First, upcoming IPO activity.
On Monday, artificial intelligence company Anthropic announced they filed initial paperwork for pursuing an initial public offering or IPO. Other high profile private companies are preparing for their own offerings, too, with OpenAI anticipated to submit its own initial filings soon. SpaceX, another closely followed private company, is further along in the process and slated to issue public shares by the end of next week. With this much big IPO news swirling, some may wonder whether it's smart for investors to get in on the action and what these mega IPOs might mean for the broader market. The numbers behind Anthropic's filings are eye catching, to say the least. In May, the company raised $65 billion in new funding, reflecting a valuation of almost $1 trillion. Meanwhile, SpaceX is aiming to IPO next week with a current valuation of $1.75 trillion. If Anthropic, OpenAI and SpaceX all debuted this year, 2026 could end up as the biggest year ever for money raised through IPOs. So are IPOs good investments? Ken Fisher—Founder, Executive Chairman and co-chief investment officer of Fisher Investments— famously says, "IPO actually stands for It's Probably Overpriced." Companies go public when it suits existing owners best. The point isn't to hand retail investors a windfall. It's to cash out the company's founders and early backers.
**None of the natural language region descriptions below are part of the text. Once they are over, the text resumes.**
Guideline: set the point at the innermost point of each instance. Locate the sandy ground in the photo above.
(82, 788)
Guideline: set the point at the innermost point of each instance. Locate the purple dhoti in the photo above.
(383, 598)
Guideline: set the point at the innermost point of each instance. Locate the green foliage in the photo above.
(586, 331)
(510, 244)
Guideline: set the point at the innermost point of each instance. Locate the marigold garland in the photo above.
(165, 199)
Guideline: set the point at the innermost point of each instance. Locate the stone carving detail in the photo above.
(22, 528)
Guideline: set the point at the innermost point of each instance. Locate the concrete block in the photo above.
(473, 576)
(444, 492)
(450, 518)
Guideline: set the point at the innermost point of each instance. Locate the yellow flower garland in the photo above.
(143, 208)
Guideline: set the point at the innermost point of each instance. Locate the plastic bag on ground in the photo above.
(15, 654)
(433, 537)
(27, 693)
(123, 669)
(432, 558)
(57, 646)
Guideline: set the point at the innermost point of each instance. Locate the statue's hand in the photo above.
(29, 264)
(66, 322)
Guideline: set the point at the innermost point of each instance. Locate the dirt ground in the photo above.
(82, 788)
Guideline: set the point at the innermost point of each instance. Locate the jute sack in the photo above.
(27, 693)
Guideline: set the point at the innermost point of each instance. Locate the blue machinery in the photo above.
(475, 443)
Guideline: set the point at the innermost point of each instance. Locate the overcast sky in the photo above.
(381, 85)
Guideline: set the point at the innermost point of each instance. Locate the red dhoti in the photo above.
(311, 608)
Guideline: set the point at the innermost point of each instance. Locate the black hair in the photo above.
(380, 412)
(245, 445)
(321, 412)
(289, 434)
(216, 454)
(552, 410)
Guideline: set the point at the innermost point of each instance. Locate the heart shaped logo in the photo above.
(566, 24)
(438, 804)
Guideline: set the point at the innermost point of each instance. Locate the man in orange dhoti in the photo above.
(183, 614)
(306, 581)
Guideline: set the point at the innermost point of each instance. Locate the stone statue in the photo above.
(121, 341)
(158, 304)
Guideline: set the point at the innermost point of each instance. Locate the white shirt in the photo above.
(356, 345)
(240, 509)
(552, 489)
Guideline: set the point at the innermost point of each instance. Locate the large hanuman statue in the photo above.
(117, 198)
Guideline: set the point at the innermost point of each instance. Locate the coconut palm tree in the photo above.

Historically, many IPOs trail the broader market for years following their debut. Beyond that, we think today's IPO activity reveals insights into current investor sentiment. Markets move on the gap between expectations and reality, and the higher investor sentiment is around these IPOs, the harder it is for reality to beat expectations. Right now, expectations are high for US tech and AI-related companies. But this doesn't mean the bull market is necessarily in trouble. US and tech firms share price growth has largely been supported by earnings, and we see plenty of positives outside these categories that point to an ongoing bull market. So, in short, we don't think investors should chase IPOs. A sounder approach is to stay grounded, keep your expectations rational, and remember that compound growth in a globally diversified portfolio, not a flashy IPO debut, is what really helps build wealth over time.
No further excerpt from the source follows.